The case of People v. Timmsen addressed whether a police officer had reasonable suspicion to initiate a traffic stop on a vehicle that made a lawful U-turn within 50 feet of a police safety checkpoint. At play were an individual’s right to privacy versus the government’s ability to effectively conduct police powers. The Third District Appellate Court ruled that avoiding police in a lawful manner does not create reasonable, articulable suspicion that a criminal offense did or is likely to occur, and thus does not create a basis, in itself, for a person to be stopped by police.
Reasonable suspicion to effectuate a stop of a person or vehicle is commonly referred to as a Terry stop (named after the famous Supreme Court decision from Terry v. Ohio). A Terry stop requires a lesser standard than is required to arrest a person, which requires probable cause. However, if there is not a sufficient basis to conduct the Terry stop in the first place, anything the officer finds will be suppressed and excluded from any judicial proceeding against a defendant, even if the officer establishes probable cause to make the arrest based on what is discovered during the stop. In the Timmsen case, the majority held that merely avoiding interaction with the police is not a crime, it is not indicative of a crime, and it is not reasonable and articulable grounds to believe criminal activity is afoot. Had the driver broken the law in avoiding the police checkpoint, however, such conduct would have seemingly arose to the level of reasonable suspicion.

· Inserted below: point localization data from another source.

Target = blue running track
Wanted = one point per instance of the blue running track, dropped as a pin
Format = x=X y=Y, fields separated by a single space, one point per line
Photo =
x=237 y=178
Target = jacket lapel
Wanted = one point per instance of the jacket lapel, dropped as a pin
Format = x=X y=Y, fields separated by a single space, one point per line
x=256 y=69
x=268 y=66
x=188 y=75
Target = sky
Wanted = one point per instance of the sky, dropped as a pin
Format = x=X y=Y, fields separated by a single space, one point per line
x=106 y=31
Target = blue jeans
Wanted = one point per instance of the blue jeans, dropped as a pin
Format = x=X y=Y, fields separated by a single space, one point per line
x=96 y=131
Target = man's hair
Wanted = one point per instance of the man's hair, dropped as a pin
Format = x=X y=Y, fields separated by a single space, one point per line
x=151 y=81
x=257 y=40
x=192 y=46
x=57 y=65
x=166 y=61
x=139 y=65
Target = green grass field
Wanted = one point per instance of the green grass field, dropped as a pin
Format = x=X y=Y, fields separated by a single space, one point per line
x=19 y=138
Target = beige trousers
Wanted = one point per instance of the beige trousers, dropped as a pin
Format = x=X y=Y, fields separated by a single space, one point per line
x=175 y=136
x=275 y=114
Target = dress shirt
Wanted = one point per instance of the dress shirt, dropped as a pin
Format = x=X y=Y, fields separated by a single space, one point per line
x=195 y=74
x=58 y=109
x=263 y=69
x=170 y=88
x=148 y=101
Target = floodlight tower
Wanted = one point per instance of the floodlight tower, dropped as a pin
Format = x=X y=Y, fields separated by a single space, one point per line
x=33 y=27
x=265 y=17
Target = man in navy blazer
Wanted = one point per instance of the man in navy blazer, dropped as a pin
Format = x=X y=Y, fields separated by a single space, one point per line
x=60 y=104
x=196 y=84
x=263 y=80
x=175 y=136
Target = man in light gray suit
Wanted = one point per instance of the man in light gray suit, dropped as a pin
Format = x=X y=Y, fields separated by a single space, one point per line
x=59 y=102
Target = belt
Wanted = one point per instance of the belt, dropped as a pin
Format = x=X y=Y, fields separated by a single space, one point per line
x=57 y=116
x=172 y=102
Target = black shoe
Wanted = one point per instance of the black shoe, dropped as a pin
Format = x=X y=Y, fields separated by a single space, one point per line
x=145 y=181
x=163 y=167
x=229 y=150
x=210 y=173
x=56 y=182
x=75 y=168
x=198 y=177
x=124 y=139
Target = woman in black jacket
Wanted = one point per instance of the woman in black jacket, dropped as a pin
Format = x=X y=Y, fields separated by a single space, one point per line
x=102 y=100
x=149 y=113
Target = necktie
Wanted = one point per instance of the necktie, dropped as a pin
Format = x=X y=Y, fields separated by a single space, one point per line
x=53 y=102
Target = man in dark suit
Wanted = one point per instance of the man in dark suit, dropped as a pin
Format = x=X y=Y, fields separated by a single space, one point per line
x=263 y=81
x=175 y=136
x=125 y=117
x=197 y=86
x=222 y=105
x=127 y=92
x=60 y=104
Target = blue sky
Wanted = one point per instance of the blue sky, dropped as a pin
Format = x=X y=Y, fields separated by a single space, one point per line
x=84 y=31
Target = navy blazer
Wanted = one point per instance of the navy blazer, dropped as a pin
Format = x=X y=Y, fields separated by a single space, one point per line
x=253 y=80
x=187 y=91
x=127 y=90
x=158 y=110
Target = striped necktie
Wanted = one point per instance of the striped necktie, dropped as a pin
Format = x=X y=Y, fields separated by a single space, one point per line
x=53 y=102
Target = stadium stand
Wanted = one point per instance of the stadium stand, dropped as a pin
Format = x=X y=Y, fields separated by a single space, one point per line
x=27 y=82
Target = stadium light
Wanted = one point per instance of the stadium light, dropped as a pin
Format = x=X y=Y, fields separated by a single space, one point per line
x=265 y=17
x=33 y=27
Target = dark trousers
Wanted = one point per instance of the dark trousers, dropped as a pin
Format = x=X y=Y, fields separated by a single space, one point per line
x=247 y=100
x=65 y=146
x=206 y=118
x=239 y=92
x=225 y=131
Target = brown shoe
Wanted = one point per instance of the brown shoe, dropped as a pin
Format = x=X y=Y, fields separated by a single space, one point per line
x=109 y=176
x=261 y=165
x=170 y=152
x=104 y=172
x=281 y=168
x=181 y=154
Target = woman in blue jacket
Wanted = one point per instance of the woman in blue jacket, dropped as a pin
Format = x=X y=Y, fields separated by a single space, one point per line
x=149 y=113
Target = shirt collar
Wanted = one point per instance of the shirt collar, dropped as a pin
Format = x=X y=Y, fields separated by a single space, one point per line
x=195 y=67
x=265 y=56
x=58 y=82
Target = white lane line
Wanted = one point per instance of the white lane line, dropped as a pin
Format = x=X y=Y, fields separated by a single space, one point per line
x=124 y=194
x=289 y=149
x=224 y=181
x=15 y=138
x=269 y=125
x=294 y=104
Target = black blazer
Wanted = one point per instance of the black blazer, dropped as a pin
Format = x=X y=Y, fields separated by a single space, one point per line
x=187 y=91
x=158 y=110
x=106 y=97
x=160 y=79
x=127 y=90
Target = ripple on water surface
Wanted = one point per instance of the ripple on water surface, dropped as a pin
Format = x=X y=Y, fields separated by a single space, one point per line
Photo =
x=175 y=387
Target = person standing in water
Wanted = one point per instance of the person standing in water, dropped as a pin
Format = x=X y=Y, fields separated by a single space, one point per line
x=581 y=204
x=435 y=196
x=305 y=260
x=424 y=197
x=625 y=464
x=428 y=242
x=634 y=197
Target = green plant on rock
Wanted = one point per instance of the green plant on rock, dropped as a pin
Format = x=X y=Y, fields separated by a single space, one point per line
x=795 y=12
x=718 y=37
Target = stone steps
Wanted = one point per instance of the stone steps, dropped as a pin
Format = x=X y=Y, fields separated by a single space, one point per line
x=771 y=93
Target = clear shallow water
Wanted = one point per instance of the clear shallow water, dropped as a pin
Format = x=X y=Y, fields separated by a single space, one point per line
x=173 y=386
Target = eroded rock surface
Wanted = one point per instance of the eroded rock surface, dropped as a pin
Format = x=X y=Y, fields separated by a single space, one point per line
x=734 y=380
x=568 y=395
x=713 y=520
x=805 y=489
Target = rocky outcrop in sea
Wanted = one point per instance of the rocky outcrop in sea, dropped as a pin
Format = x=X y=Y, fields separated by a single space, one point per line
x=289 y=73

An elaborate dissent was issued with the Timmsen decision that challenged the principle that lawful activity cannot give rise to reasonable suspicion and cited other situations where Terry stops were held proper where drivers were similarly avoiding contact with police officers. While the Timmsen decision is at this point binding on all Illinois trial courts, there is a possibility that one or more other appellate districts could rule differently and the possibility that the Illinois Supreme Court or even the United States Supreme Court could overturn the decision on further appeal. We will continue to monitor the issue as it may proceed through the court system.